Good news comes out of Houston for the show season ahead. The Houston Boat, Sport and Travel Show at NRG Center ended an eight-day run with an attendance up 2 percent and reports from dealers of very good sales.
You may be thinking that attendance up only 2 percent isn’t that good. However, the show could not open on its first Saturday — normally the biggest attendance day — because the Houston Texans were in an NFL playoff game in NRG Stadium next door. (All parking is contracted to the Texans.) Moreover, the Texans won and played again last Sunday, albeit in on the road. But Texan fans were still glued to the tube, which hurt Sunday’s show attendance.
“When we lose our biggest Saturday and a normally strong last Sunday is down, we’re dealt a tough hand,” said Ken Lovell, executive director of the Boating Trades Association of Metropolitan Houston. “So we are very pleased with our total attendance and, especially, the good sales reports were getting from exhibitors.”
Our winter show season is in full swing. Between now and March, hundreds of dealers across the nation will show off their hottest models in regional and local boat shows. And as they prepare, the inevitable question will arise: Should we have a sign on each boat that shows the dollars off the regular price or the percentage of discount?
You might assume it makes no difference — like which came first, the chicken or the egg? It really doesn’t matter; we eat them both. But studies show what dealers decide about their signs actually can make a difference.
Consumers react differently to discounts depending on whether they’re presented as an amount off or a percentage, according to a study conducted by Eva M. González of Monterrey Institute of Technology and Higher Education.

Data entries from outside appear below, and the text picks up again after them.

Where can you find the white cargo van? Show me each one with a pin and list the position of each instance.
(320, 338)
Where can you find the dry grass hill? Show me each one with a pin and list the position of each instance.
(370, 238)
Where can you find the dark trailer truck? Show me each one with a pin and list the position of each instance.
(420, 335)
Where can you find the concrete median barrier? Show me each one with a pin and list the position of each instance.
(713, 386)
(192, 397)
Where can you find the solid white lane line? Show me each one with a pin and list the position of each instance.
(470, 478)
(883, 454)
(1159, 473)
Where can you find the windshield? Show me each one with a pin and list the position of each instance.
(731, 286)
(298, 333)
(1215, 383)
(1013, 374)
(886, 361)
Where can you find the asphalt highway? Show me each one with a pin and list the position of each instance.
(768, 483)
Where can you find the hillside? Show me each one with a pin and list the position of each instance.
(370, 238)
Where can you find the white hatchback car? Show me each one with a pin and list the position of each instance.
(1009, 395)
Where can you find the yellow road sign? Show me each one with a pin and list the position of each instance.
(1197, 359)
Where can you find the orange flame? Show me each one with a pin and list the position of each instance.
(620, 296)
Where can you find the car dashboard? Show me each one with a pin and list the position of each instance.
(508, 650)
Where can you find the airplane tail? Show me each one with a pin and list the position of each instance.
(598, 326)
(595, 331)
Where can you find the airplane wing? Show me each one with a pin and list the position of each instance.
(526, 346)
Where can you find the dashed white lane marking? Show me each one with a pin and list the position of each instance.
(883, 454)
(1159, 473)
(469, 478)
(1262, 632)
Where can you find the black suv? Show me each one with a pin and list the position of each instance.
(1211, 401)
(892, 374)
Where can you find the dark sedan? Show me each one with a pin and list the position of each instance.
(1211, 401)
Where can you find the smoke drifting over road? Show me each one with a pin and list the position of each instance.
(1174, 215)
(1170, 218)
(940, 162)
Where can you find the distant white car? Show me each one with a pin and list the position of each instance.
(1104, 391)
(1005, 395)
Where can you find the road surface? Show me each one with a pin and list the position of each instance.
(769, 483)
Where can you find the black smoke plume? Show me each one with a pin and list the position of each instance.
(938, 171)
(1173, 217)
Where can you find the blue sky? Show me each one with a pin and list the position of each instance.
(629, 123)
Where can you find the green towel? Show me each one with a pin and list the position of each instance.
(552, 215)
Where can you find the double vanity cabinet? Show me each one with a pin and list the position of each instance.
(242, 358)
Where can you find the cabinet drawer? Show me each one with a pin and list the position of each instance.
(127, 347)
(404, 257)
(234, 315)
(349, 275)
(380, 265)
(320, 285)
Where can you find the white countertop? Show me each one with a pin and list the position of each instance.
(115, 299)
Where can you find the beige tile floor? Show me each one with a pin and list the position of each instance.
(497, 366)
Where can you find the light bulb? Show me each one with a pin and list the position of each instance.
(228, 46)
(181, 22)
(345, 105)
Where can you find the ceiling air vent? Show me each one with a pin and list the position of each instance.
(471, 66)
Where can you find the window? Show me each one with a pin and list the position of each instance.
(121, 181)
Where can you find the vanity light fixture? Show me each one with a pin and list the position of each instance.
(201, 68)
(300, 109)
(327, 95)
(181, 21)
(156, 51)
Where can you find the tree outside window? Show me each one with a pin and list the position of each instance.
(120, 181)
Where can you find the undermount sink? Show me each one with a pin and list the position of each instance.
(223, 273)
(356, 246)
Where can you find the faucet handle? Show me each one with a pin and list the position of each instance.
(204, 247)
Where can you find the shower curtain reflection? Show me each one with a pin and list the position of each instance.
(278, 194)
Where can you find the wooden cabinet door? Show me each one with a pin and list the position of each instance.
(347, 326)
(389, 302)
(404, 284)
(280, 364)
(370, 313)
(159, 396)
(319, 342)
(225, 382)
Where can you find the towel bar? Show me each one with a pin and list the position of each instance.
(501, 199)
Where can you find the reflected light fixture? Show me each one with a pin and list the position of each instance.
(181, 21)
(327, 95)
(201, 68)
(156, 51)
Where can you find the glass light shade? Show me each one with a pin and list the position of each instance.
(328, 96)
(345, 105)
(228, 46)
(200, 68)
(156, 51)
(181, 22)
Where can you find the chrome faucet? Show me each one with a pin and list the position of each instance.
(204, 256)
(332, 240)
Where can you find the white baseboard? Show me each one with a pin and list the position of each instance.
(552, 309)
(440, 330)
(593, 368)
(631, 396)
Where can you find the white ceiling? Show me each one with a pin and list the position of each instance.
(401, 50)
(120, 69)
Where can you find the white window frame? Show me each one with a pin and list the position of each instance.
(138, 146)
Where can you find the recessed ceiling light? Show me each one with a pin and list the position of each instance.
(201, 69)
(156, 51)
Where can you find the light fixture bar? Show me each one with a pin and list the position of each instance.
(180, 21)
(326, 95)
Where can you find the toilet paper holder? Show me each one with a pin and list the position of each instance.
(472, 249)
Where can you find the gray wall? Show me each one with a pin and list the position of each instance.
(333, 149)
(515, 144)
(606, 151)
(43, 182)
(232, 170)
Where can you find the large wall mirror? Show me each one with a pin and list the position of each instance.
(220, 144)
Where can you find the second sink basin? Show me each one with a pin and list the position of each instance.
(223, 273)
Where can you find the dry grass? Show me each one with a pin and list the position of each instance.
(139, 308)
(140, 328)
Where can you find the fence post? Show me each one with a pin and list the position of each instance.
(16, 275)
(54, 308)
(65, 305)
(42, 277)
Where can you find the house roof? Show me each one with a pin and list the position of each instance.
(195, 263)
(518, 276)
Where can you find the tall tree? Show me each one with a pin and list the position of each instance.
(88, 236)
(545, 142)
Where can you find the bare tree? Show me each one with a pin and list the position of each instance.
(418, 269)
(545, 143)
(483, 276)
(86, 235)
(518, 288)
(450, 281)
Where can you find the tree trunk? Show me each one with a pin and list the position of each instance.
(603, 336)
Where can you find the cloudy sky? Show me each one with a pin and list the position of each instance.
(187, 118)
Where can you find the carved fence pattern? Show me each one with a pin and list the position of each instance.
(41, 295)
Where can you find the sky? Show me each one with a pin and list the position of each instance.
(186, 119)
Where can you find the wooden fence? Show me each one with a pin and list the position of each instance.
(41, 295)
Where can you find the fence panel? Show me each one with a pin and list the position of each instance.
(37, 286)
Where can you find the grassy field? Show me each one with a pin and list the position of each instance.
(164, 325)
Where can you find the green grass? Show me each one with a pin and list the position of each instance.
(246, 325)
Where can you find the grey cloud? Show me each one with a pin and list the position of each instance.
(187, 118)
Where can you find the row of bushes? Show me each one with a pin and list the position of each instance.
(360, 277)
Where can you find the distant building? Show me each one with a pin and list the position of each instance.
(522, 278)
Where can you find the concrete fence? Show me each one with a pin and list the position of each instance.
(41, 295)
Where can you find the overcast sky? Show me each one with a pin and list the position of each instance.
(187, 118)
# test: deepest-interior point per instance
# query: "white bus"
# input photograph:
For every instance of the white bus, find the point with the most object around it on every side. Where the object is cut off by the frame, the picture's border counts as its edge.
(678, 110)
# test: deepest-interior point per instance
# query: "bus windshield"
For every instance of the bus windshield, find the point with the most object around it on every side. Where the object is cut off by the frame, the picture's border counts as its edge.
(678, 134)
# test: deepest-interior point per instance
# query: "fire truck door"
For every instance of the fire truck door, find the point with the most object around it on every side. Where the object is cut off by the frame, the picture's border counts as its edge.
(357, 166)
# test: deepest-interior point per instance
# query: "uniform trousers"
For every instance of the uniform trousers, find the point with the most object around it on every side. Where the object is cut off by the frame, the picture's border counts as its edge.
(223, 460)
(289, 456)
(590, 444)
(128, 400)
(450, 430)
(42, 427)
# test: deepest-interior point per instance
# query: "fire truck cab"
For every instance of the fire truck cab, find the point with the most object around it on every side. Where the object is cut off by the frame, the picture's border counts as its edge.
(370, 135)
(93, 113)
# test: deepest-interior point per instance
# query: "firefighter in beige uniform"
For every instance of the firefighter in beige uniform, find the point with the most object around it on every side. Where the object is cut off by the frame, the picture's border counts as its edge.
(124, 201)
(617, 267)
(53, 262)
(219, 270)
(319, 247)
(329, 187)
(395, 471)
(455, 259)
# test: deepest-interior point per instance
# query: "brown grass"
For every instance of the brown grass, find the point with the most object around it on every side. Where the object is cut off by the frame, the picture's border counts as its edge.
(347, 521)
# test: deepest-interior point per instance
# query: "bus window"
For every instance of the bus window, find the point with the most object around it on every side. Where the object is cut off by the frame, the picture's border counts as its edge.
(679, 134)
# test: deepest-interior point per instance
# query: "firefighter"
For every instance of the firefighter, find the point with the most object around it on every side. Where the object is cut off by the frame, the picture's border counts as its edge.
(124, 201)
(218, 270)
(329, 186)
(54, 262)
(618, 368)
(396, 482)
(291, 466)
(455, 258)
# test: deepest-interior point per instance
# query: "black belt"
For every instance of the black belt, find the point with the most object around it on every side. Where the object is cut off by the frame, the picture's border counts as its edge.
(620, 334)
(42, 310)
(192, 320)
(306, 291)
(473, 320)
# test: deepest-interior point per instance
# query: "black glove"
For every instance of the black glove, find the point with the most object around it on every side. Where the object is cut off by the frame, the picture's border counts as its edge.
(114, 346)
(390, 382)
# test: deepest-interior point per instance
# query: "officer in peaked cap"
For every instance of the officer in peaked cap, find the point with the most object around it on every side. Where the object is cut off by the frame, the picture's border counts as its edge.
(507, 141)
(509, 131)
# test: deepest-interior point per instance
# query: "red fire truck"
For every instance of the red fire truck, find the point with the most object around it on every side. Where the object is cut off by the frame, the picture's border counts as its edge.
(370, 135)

More important for boat dealers, it’s believed to be especially true for more expensive products.
“Even when people understand percentages and dollar amounts,” González wrote, “consumers tend to focus on an absolute number in isolation.”
Similarly, a later study by Blue Hornet Marketing asked 1,000 consumers which they preferred. Result: 42 percent of respondents said dollars off was the most attractive offer, with a percentage discount coming a distant second.
Actually, these findings weren’t all that new. An e-commerce company had gotten a similar result in a coupon study. The “$50 Off” coupon generated 170 percent more revenue than the “15% Off” coupon. So why?
It’s all psychological, or as some behavioral economists have labeled it, the “art of positioning.” It’s creating perceived value, and while the discounts are identical, one feels bigger. So good positioning says all deals aren’t created equal, even if they are. The dollars off savings are right there in black and white — no mental calculations or miscalculations needed — and appear more compelling.
But what about “FREE”? Well, if you really want to turn heads at the show, the word free has power. Forget the dollars versus percentages. The word “free” is considered among the most powerful words in marketing. It stirs excitement like no other, say the experts. “Free” can get people to radically change their choices.
For instance, offering a free electronics package or trailer or dockage or maintenance deal or similar incentives, then strongly noting the value as “you save X dollars” can hit the target. Indeed, every brand in the auto industry today is using such dollars positioning with great success.
So want a word to get prospects into your show display? Free could be that word.
If perception is reality, then take time now, before your local show, to carefully consider what each of your display signs will say. Go with the study results, and show dollars off instead of percentage. And it couldn’t hurt to have a freebie leader prominently somewhere in the display.